Only a Handful of U.S. Medical Schools Still Use Live Animals as Teaching Tools; New York Is Worst Offender, While All Nine Medical Schools in Illinois Now Use Humane Alternatives
WASHINGTON—Twelve medical schools across the country received
notice today from the Physicians Committee for Responsible Medicine
(PCRM) that their use of live animals in student training exercises
is unlawful under the federal Animal Welfare Act because alternatives
are readily available.
Twenty years ago, live dogs were commonly used in physiology,
pharmacology, and surgery classes in medical schools. But today,
as PCRM’s letter to the 12 schools notes, the large majority
of U.S. medical schools, including Harvard, Stanford, and Yale,
no longer use live dogs, pigs, or other animals as teaching tools.
The list of medical schools that do not use animals for teaching
continues to grow, with the recent additions of the University
of Illinois at Urbana-Champaign College of Medicine and East
Tennessee State University James H. Quillen College of Medicine.

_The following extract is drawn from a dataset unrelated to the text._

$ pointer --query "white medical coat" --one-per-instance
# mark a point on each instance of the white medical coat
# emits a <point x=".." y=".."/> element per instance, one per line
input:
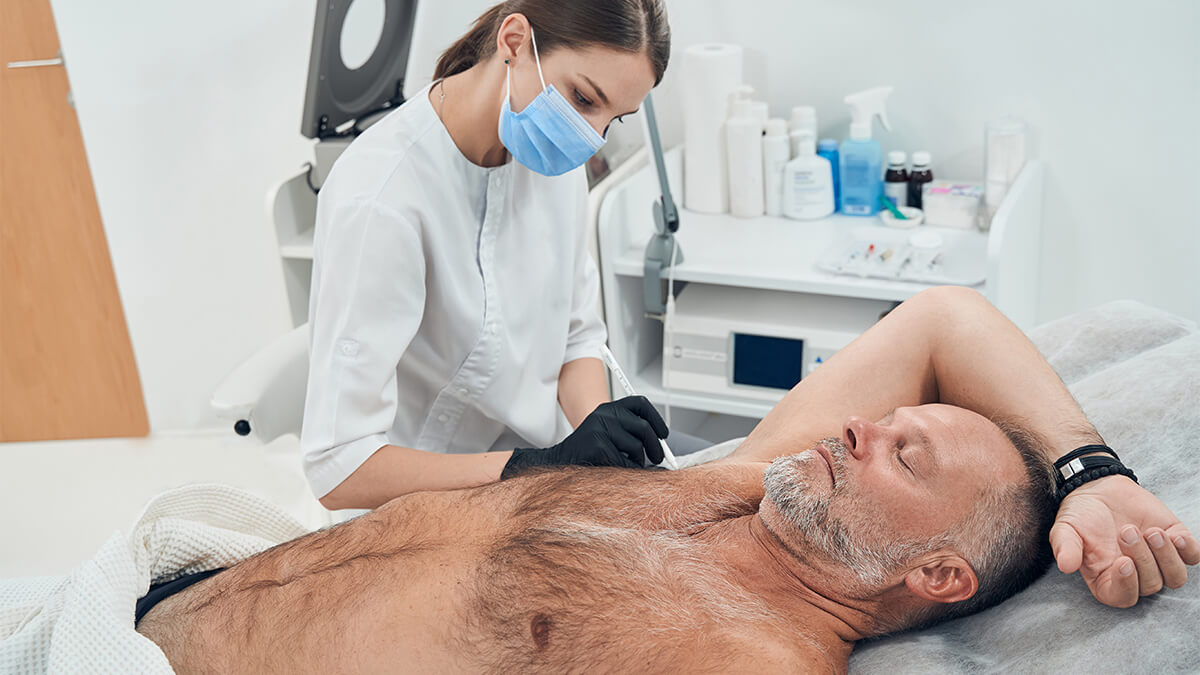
<point x="445" y="299"/>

“Dogs are so trusting, and it is a betrayal of that trust
to use them in teaching exercises that end in their death,” says
PCRM medical advisor John J. Pippin, M.D., F.A.C.C. “Humane
alternatives such as life-like patient simulators are more effective
teaching tools, which is why most of the nation’s medical
schools have done away with crude, obsolete dog labs and replaced
them with more clinically relevant teaching methods. It is now
time for the handful of remaining schools to phase out their
live animal laboratories.”
In a letter sent to each medical school’s Institutional
Animal Care and Use Committee (IACUC), Dr. Pippin notes that
the federal Animal Welfare Act mandates the use of alternatives
in place of live animals when alternatives are adequate for the
stated purpose. If the IACUCs, which oversee animal use at the
medical schools, do not respond within a month, PCRM will file
a complaint with the U.S. Department of Agriculture, which enforces
the Animal Welfare Act.
Four of the medical schools that still use dogs and other animals
as teaching tools are located in New York state, while all nine
Illinois medical schools use humane alternatives. The schools
that received PCRM’s letter are New York Medical College,
Mount Sinai School of Medicine, Stony Brook School of Medicine,
University of Rochester School of Medicine, St. Louis University
School of Medicine, University of Mississippi Medical Center,
Louisiana State University at New Orleans School of Medicine,
University of Tennessee College of Medicine, University of California,
San Diego, School of Medicine, Oregon Health and Science University,
School of Medicine, Uniformed Services University of the Health
Sciences School of Medicine, and Georgetown University School
of Medicine.
Founded in 1985, the Physicians Committee for Responsible
Medicine is a nonprofit health organization that promotes preventive
medicine, especially good nutrition. PCRM also conducts clinical
research studies, opposes unethical human experimentation,
and promotes alternatives to animal research.